UK retail sales rose by 0.4% during July, up from the -0.5% contraction seen back in June and far ahead of the analyst consensus for a lesser 0.2% increase. This saw the annual pace of sales growth rise from 2.9% to 3.5% in volume terms.
Sales volume growth after motor fuels are excluded from the data were even stronger, rising by 1.2% in July, when they had fallen by -0.7% in June. This pushed the annualised pace of growth up to 5%, from 4.4% in June.
"Retail sales posted a robust increase in July, suggesting that some recovery in consumer spending is in the pipeline," says Andrew Wishart, a UK economist at Capital Economics. "Of course, retail sales only account for about a third of total household spending, so the strength of spending on the high street could be offset by households reducing their outlay elsewhere."

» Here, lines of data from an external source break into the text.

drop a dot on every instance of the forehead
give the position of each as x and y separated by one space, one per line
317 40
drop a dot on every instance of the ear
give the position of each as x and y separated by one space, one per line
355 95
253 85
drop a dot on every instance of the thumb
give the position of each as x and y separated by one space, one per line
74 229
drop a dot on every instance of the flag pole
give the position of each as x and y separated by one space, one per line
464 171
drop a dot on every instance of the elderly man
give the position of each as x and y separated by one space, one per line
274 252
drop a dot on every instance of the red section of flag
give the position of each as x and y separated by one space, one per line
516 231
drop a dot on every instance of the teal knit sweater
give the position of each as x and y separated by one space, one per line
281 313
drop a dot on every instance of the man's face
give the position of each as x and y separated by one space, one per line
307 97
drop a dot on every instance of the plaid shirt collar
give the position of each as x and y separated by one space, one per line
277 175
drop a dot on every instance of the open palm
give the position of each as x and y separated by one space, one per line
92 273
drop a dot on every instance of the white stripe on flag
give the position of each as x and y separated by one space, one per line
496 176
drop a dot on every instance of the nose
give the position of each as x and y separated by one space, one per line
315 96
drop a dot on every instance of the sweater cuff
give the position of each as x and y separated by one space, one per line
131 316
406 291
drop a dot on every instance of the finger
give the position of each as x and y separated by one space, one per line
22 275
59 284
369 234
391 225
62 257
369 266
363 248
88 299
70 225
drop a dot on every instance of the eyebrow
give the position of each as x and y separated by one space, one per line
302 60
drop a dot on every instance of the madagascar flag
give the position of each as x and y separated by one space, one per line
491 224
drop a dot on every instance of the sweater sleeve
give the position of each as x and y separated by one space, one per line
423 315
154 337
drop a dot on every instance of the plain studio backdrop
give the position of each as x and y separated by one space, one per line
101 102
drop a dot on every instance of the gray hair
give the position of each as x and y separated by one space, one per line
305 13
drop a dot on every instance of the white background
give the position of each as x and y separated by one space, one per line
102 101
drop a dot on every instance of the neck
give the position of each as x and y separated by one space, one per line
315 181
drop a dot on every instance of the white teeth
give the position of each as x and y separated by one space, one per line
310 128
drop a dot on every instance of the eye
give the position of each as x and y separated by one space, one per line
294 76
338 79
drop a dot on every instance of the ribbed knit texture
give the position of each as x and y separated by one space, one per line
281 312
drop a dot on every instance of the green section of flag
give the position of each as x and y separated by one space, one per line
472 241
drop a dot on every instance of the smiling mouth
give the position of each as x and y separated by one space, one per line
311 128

Much of the growth was driven by an increase in spending at food stores and online retailers, while non-food stores saw a continued decline in footfall during the recent month, which the Office for National Statistics says is the result of consumers enjoying the warmer weather and football World Cup in the outdoors.
The increase in total sales was driven primarily by a huge 4.9% month-to-month increase in the non-store sales. We doubt it is a coincidence that the jump coincided with Amazon’s Prime Day discount period, which ran from July 16 to 17. The World Cup, which encouraged people to stay at home, also might have spurred a rotation in spending from stores to online," says Samuel Tombs, chief UK economist at Pantheon Macroeconomics.

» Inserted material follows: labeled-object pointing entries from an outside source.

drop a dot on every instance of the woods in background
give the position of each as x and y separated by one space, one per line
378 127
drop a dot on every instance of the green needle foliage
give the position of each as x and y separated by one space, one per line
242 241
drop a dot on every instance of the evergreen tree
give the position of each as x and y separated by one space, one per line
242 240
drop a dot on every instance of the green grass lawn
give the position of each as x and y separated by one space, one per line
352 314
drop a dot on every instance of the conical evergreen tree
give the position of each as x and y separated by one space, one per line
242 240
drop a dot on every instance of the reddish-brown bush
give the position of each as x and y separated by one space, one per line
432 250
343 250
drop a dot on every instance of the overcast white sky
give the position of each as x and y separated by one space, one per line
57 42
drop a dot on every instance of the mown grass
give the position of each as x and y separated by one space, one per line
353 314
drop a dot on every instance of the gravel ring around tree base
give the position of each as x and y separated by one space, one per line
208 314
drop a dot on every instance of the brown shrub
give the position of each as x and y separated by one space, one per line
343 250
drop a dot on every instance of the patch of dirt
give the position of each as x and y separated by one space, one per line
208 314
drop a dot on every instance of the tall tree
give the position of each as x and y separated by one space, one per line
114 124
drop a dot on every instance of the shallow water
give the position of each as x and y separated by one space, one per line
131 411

Markets care about the retail data because it is a leading indicator of economic growth and because of the influence that rising or falling consumption can have on inflation. It is inflation that central banks are attempting to contain when they raise interest rates, and rates themselves are the raison d'être for most moves in currency exchange rates.

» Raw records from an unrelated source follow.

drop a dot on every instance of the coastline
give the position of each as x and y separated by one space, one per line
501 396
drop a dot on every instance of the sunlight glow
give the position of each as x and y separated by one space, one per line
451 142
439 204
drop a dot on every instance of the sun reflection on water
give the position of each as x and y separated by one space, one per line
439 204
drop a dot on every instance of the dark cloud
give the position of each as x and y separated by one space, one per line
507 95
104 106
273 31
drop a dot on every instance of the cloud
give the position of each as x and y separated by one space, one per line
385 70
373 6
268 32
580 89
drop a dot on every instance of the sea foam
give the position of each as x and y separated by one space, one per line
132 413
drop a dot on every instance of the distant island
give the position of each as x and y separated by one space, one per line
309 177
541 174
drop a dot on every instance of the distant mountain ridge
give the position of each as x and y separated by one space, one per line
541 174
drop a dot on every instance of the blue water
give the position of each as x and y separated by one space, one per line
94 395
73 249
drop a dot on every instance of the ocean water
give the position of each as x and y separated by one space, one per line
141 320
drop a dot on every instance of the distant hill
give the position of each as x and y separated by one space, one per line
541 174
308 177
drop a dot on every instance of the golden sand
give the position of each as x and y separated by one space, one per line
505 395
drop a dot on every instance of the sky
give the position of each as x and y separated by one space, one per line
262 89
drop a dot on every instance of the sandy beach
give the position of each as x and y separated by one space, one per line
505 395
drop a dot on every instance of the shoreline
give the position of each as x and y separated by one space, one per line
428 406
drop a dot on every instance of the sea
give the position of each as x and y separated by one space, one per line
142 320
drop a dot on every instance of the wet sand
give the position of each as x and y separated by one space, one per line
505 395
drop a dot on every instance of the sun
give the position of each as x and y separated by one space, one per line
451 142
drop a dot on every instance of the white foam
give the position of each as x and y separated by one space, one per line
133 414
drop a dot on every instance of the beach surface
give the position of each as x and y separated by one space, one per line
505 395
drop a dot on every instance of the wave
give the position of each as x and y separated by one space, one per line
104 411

Changes in interest rates, or hints of them being in the cards, are only made in response to movements in inflation but impact currencies because of the push and pull influence they have on international capital flows and their allure for short-term speculators.
"With the sun shining, UK retailers had another decent month in July," says James Smith, a developed markets economist at ING Group. "But now that the wind and rain are back with us, we suspect the cracks in the high street are likely to become more visible once again."
The Pound was quoted 0.19% higher at 1.2717 against the Dollar following the release but is still down 5.8% for 2018, while the Pound-to-Euro rate was down 0.23% at 1.1169 and has dropped 0.6% this year.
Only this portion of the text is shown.